Member of the Kenyan Senate
- In office 28 March 2013 – 8 September 2022
- Succeeded by: William Kipkorir Cheptumo
- Constituency: Baringo County

Chairman of the Kenya African National Union (KANU)
- Incumbent
- Assumed office April 2012
- Preceded by: Uhuru Kenyatta

Member of the Kenyan Parliament
- In office 2003–2007
- Constituency: Baringo Central

Personal details
- Born: 22 October 1963 (age 62)
- Party: KANU
- Children: 3
- Parent(s): Daniel arap Moi (father) Lena Moi (mother)
- Alma mater: University of Salford (BA)

= Gideon Moi =

Kenyan politician

Gideon Kipsielei Towett Moi (born 22 October 1963) is a Kenyan politician and former senator of Baringo County, from 2013 to 2022. He was elected with a landslide win of over 80%, trouncing his opponent Jackson Kosgei. He is also the party leader of the Kenya African National Union (KANU), which for decades was the ruling party in Kenya. He is the youngest son of Kenya's second president, Daniel arap Moi, and Lena Moi. Daniel arap Moi's siblings include; Phillip Moi, Jonathan Moi, John Mark Moi, Raymond Moi (former MP for Rongai), Jennifer Jemutai Kositany, Doris Moi, June Moi.

==Early life==
He is the youngest son of Kenya's second president, Daniel arap Moi, and Lena Moi. Gideon Moi has seven siblings, namely: Doris Moi, Jennifer Jemutai Kositany, June Moi, Raymond Moi, Jonathan Toroitich, Philip Moi and John Mark Moi.

==Personal life==
===Family===
Moi is married to Zahra Moi, with whom he has three children: Kimoi, Kigen and Lulu.

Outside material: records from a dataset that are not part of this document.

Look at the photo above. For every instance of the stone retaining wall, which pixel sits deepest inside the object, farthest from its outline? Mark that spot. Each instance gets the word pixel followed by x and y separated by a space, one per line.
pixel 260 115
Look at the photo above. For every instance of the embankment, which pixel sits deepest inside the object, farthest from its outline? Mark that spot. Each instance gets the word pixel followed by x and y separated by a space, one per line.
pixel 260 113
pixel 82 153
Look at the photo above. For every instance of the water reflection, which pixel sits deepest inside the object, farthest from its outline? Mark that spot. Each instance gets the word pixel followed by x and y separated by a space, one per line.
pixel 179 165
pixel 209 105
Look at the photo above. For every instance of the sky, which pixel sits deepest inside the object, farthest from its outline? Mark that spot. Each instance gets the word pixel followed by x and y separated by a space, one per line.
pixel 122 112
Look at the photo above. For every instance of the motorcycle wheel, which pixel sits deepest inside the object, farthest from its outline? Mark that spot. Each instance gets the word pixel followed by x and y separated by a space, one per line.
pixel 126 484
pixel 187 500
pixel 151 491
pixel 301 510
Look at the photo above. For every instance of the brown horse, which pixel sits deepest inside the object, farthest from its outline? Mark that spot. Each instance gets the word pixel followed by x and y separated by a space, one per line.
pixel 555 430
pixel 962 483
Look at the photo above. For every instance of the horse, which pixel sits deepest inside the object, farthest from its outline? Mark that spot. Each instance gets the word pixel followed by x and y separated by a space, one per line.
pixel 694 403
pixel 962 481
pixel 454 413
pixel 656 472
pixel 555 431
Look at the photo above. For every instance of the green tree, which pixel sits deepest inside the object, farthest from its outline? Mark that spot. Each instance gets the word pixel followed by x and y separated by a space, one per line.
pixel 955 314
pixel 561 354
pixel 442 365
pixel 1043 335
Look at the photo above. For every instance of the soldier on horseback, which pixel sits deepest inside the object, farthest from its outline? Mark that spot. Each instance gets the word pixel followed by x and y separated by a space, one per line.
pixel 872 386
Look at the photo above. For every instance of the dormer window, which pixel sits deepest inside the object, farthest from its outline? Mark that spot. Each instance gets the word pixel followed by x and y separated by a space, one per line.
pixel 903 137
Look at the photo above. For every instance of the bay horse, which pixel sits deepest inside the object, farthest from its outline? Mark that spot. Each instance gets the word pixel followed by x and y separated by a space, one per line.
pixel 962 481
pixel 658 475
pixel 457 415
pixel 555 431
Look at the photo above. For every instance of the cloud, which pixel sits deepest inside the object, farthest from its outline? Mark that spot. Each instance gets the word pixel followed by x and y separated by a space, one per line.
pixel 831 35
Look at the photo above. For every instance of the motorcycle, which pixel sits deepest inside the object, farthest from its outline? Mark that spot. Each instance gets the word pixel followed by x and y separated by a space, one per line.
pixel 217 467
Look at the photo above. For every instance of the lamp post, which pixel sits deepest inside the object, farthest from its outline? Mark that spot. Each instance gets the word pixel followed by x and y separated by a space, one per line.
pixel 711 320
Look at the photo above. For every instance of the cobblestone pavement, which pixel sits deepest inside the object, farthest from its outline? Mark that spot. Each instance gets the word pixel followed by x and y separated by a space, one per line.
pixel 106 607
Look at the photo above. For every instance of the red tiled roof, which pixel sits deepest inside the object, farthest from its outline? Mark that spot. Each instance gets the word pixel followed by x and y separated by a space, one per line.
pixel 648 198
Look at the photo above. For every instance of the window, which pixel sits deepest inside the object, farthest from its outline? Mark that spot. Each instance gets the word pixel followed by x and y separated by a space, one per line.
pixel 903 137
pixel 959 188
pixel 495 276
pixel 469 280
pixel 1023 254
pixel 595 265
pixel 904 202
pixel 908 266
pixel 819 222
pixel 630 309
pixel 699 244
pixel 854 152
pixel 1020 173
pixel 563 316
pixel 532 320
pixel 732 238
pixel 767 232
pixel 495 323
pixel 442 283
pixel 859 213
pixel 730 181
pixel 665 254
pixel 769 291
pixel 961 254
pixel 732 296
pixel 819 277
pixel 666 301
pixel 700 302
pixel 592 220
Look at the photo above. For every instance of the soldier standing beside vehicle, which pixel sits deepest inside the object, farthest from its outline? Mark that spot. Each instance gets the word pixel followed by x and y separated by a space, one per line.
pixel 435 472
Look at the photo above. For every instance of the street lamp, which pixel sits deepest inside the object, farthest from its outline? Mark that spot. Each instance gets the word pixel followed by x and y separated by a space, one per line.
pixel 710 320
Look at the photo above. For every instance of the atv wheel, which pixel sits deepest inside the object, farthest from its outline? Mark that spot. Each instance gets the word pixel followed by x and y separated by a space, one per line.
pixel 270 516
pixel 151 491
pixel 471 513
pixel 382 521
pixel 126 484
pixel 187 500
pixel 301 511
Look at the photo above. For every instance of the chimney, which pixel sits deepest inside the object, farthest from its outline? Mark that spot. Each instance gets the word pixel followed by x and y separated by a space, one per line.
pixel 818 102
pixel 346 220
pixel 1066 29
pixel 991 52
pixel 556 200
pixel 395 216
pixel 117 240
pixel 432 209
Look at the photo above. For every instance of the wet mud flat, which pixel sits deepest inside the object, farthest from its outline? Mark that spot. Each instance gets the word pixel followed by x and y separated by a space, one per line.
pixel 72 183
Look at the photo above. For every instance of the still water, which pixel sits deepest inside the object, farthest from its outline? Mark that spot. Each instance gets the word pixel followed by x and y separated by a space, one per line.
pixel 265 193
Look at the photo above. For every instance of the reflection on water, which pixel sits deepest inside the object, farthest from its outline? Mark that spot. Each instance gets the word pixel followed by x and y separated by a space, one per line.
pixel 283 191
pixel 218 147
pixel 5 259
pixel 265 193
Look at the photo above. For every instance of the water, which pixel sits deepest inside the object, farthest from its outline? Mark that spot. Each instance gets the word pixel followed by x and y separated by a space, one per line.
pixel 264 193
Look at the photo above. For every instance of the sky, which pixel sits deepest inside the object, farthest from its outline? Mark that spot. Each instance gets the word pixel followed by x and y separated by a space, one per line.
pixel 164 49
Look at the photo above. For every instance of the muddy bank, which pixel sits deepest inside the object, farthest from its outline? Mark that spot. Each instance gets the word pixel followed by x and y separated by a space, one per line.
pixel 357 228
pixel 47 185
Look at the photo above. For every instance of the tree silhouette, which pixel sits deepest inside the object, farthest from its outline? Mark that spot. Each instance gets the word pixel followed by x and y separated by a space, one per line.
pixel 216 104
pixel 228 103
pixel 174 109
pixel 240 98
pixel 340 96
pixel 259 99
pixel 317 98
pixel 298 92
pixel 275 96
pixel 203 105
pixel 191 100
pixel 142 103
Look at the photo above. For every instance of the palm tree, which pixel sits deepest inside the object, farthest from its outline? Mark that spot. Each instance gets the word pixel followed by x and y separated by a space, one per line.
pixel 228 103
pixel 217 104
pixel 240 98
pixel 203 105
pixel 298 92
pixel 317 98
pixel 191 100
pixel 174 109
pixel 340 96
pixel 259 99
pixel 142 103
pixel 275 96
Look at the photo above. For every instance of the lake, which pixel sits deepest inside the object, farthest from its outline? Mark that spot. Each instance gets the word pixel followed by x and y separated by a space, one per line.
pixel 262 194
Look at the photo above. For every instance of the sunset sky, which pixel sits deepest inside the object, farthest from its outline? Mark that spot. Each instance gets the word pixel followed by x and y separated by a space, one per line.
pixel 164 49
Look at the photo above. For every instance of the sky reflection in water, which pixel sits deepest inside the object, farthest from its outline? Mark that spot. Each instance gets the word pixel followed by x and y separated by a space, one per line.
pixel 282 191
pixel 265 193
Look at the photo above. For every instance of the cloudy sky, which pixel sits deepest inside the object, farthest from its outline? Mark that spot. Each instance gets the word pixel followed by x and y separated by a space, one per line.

Moi has played polo for the Gilgil-based Manyatta club.

Uniquely for Kenyan politicians, Moi has managed to keep his personal life private.

In February 2020, Gideon Moi lost his father, the former President of Kenya, Daniel Arap Moi. In July 2004 he lost his mother, Lena Moi.

In July 2025 the media reported a land dispute between Gideon Moi and 56 members of his own clan over a 40-acre parcel in Kabarak that was allegedly gifted by his late father, former President Daniel arap Moi. The clan members claim he attempted to evict them and transfer the land to himself, raising questions about intra-family governance and clan land practices.

==Presidential ambitions==

Moi is the leader of KANU political party in Kenya. A favoured son of Kenya's former president, he had been groomed as a presidential candidate by his father. In 2017 general elections, he rallied KANU to support Uhuru Kenyatta for a second term, despite Moi's unease for the candidature which also included his political nemesis, William Samoei Arap Ruto.

Moi had announced his intentions to run in the 2022 Kenyan presidential elections but shelved his ambitions after joining the Azimio One Kenya Alliance led by presidential candidate Raila Odinga and its chairman former president Uhuru Kenyatta. He continued to serve as a senator and Chairman of the Senate ICT Committee in the Senate until 2022. He defended his seat in the 2022 elections but lost to William Cheptumo of UDA.

In October 2024, Moi was appointed as Chairperson of the Commonwealth Secretariat Expert Team to observe the general election in Botswana. The mission’s mandate included examining pre‐election preparations, ballot casting, counting and tabulation, and publishing a final report on the conduct of the polls.

In October 2025, Gideon Moi was nominated by Kenya African National Union (KANU) as the party’s candidate for the forthcoming Baringo County senatorial by-election. The announcement followed “extensive consultations, deliberations and consensus within the party and with the people of Baringo.”